My friend needs help with this question and I don't know it.
How to express $\cosh(4x)$ as a polynomial in $\cosh(x)$
3 Answers
For a mechanical way to translate the more familiar trigonometric identities to hyperbolic function identities, use $\cosh x=\cos(ix),\qquad \sinh x=-i\sin(ix).$
But perhaps an identity for $\cos(4w)$ does not qualify as familiar.

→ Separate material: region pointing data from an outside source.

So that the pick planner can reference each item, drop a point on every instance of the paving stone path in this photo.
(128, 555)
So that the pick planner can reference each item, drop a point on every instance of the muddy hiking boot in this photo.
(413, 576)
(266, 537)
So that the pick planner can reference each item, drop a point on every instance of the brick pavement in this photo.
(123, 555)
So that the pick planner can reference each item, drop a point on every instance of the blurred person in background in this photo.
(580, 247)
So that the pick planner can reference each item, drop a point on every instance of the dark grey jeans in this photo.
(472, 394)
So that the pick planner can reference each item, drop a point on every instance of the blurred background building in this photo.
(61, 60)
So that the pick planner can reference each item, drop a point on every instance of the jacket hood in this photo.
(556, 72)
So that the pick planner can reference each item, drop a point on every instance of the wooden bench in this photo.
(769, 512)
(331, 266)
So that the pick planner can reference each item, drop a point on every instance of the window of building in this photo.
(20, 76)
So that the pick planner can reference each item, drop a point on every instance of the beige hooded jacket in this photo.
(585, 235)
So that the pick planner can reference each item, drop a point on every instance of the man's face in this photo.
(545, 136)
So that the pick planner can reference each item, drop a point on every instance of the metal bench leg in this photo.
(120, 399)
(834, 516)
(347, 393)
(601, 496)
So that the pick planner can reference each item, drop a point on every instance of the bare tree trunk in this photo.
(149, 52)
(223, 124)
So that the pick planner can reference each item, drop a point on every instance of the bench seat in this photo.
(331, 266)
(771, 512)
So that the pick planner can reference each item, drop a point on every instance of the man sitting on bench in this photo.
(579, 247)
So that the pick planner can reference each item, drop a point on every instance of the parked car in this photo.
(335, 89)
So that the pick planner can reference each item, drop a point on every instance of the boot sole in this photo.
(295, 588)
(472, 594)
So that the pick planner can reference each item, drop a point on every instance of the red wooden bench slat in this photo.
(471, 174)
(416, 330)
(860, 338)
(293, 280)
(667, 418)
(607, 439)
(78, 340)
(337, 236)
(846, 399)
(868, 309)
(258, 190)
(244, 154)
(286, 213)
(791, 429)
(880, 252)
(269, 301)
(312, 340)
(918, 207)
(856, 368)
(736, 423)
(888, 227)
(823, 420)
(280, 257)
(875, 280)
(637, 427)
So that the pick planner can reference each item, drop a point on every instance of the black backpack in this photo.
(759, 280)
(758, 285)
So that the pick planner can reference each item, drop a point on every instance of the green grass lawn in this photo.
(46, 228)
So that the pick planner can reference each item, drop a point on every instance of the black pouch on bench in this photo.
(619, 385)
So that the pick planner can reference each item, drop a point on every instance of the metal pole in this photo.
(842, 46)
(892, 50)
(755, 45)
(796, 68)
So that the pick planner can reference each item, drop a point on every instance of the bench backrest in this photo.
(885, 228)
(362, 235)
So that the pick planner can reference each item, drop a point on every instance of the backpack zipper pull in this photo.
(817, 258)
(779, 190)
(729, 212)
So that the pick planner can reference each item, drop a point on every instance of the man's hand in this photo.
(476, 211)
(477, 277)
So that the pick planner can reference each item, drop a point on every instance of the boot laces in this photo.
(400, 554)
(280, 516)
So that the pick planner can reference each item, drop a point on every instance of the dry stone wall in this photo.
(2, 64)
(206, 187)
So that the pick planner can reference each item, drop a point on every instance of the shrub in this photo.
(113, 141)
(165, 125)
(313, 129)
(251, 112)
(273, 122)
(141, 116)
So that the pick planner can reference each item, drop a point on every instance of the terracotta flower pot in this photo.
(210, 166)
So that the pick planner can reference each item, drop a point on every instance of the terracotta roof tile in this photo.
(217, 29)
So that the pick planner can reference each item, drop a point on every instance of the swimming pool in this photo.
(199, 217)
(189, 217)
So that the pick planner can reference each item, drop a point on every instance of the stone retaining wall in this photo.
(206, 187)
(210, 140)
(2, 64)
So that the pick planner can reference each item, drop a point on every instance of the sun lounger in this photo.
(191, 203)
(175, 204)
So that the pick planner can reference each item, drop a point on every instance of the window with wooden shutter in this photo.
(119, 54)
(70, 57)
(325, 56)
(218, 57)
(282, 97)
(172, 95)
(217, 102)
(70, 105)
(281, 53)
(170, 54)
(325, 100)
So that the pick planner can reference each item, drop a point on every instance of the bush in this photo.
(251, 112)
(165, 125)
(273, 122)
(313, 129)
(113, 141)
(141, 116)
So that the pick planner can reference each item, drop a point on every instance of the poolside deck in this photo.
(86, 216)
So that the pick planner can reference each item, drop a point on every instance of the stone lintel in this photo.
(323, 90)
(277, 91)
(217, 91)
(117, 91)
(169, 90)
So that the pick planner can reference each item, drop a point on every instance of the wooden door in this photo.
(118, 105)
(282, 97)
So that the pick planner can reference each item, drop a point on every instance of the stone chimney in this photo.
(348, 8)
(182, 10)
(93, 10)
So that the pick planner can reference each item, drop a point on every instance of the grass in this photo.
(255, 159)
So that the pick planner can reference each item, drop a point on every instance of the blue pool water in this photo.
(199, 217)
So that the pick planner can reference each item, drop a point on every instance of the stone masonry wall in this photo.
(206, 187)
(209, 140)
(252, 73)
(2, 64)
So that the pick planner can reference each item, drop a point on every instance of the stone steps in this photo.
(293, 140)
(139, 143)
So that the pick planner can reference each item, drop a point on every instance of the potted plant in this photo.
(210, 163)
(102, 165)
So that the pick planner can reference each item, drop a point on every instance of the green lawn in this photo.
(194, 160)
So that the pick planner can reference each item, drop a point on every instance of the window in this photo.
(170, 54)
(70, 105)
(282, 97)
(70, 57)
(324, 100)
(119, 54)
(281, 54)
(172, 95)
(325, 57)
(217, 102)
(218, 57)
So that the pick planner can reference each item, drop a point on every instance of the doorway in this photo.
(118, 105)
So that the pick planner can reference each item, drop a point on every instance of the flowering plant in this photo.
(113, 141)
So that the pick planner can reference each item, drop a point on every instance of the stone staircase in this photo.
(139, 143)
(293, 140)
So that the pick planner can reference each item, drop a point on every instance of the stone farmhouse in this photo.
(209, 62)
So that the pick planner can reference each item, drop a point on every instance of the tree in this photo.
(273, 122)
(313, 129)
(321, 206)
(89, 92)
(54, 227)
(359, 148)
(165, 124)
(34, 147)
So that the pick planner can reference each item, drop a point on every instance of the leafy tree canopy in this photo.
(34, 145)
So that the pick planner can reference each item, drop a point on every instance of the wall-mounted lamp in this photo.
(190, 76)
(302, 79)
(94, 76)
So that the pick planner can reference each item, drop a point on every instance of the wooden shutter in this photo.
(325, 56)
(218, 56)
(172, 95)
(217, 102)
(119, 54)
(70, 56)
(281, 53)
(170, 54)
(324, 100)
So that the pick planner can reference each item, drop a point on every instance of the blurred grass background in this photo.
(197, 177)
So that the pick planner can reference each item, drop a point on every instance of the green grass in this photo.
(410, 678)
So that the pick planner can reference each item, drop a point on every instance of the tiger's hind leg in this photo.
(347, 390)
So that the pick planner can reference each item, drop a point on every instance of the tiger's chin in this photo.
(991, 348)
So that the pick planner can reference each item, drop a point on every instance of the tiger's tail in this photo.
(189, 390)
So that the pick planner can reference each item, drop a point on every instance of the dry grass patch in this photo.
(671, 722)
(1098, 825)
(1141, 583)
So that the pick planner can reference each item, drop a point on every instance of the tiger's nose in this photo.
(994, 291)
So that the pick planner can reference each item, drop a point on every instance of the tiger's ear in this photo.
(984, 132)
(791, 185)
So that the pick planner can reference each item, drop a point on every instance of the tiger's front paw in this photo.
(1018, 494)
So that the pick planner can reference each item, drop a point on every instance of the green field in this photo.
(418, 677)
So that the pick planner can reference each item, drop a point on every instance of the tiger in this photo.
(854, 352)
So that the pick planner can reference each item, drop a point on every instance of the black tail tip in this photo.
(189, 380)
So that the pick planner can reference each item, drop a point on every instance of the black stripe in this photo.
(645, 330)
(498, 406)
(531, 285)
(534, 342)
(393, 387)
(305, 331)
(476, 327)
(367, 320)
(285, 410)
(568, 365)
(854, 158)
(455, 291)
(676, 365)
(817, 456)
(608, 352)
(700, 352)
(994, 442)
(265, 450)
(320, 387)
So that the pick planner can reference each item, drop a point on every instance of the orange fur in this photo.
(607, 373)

However, it is easy to derive from standard facts: $\cos(4w)=2\cos^2 (2w) -1=2(2\cos^2 w -1)^2-1.$ Putting $w=ix$, we obtain in a mechanical way $\cosh(4x)=2(2\cosh^2 x -1)^2-1.$
$\cosh(2x)=2\cosh^2(x)-1$
$\cosh(4x)=2\cosh^2(2x)-1=2(2\cosh^2(x)-1)^2-1=8\cosh^4(x)-8\cosh^2(x)+1$
If you use the definition of the hyperbolic cosine then, dropping the factor 2, you have:
$\exp(4x)+\exp(-4x) = (\exp(2x)-\exp(-2x))^2+2$
then,
$\exp(2x)-\exp(-2x) = (\exp(x)+\exp(-x))(\exp(x)-\exp(-x))$
if you do it you should get something like (if I'm not mistaken)
$\cosh(4x) = 8(\cosh(x))^2(\sinh(x))^2+1$
then, if you want to replace the $\sinh$ you can use the fact that $(\cosh(x))^2-(\sinh(x))^2=1$.